Re: StrategyGetBuffer questions - Mailing list pgsql-hackers

From Merlin Moncure
Subject Re: StrategyGetBuffer questions
Date
Msg-id CAHyXU0wcd36SAJ7ChaKZym7_vPxN1z6qxBAzR7QP-WhW8VeM4A@mail.gmail.com
Whole thread Raw
In response to Re: StrategyGetBuffer questions  (Jeff Janes <jeff.janes@gmail.com>)
Responses Re: StrategyGetBuffer questions  (Amit Kapila <amit.kapila@huawei.com>)
List pgsql-hackers
On Tue, Nov 20, 2012 at 4:50 PM, Jeff Janes <jeff.janes@gmail.com> wrote:
> On Tue, Nov 20, 2012 at 1:26 PM, Merlin Moncure <mmoncure@gmail.com> wrote:
>> In this sprawling thread on scaling issues [1], the topic meandered
>> into StrategyGetBuffer() -- in particular the clock sweep loop.  I'm
>> wondering:
>>
>> *) If there shouldn't be a a bound in terms of how many candidate
>> buffers you're allowed to skip for having a non-zero usage count.
>> Whenever an unpinned usage_count>0 buffer is found, trycounter is
>> reset (!) so that the code operates from point of view as it had just
>> entered the loop.  There is an implicit assumption that this is rare,
>> but how rare is it?
>
> How often is that the trycounter would hit zero if it were not reset?
> I've instrumented something like that in the past, and could only get
> it to fire under pathologically small shared_buffers and workloads
> that caused most of them to be pinned simultaneously.

well, it's basically impossible -- and that's what I find odd.

>> *) Shouldn't StrategyGetBuffer() bias down usage_count if it finds
>> itself examining too many unpinned buffers per sweep?
>
> It is a self correcting problem.  If it is examining a lot of unpinned
> buffers, it is also decrementing a lot of them.

sure.  but it's entirely plausible that some backends are marking up
usage_count rapidly and not allocating buffers while others are doing
a lot of allocations.  point being: all it takes is one backend to get
scheduled out while holding the freelist lock to effectively freeze
the database for many operations.

it's been documented [1] that particular buffers can become spinlock
contention hot spots due to reference counting of the pins.   if a lot
of allocation is happening concurrently it's only a matter of time
before the clock sweep rolls around to one of them, hits the spinlock,
and (in the worst case) schedules out.  this could in turn shut down
the clock sweep for some time and non allocating backends might then
beat on established buffers and pumping up usage counts.

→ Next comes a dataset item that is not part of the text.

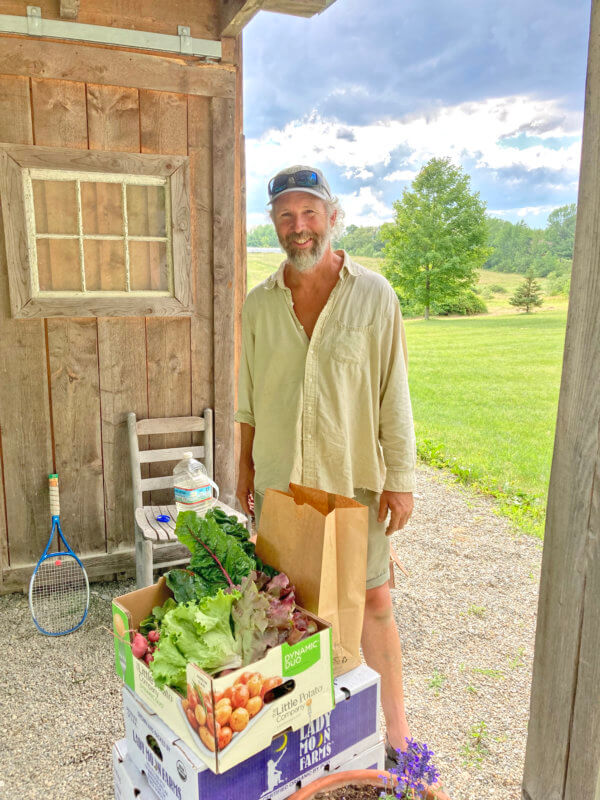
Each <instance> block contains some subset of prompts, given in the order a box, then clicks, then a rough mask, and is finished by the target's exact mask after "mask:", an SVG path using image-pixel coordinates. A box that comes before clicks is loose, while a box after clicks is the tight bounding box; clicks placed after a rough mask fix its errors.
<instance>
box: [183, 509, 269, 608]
mask: <svg viewBox="0 0 600 800" xmlns="http://www.w3.org/2000/svg"><path fill="white" fill-rule="evenodd" d="M175 533H176V535H177V538H178V539H179V541H180V542H182V544H185V545H186V547H188V549H189V550H190V552H191V558H190V569H191V570H192V571H193V572H195V573H196V574H197V575H198V576H200V578H201V580H202V582H203V584H204V585H203V586H202V587H198V588H202V590H203V594H210V595H214V594H216V593H217V591H218V590H219V589H220V588H223V589H225V588H227V587H230V588H231V587H232V586H233V585H235V584H239V583H241V581H242V578H244V577H245V576H246V575H247V574H248V573H249V572H251V570H253V569H254V567H255V562H254V559H252V558H251V557H250V556H249V555H248V554H247V553H245V552H244V549H243V548H242V547H241V546H240V544H239V542H238V541H237V539H236V538H235V537H233V536H229V535H228V534H226V533H225V532H224V531H223V530H222V529H221V527H220V526H219V524H218V523H217V522H216V520H215V519H214V518H213V517H212V516H211V515H207V516H206V517H204V518H202V517H198V516H197V515H196V513H195V512H194V511H184V512H182V513H180V514H179V515H178V517H177V525H176V527H175ZM197 596H198V595H197Z"/></svg>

The reference counting problem might be alleviated in some fashion for
example via Robert's idea to disable reference counting under
contention [2].  Even if you do that. you're still in for a world of
hurt if you get scheduled out of a buffer allocation.   Your patch
fixes that AFAICT.  The buffer pin check is outside the wider lock,
making my suggestion to be less rigorous about usage_count a lot less
useful (but perhaps not completely useless!).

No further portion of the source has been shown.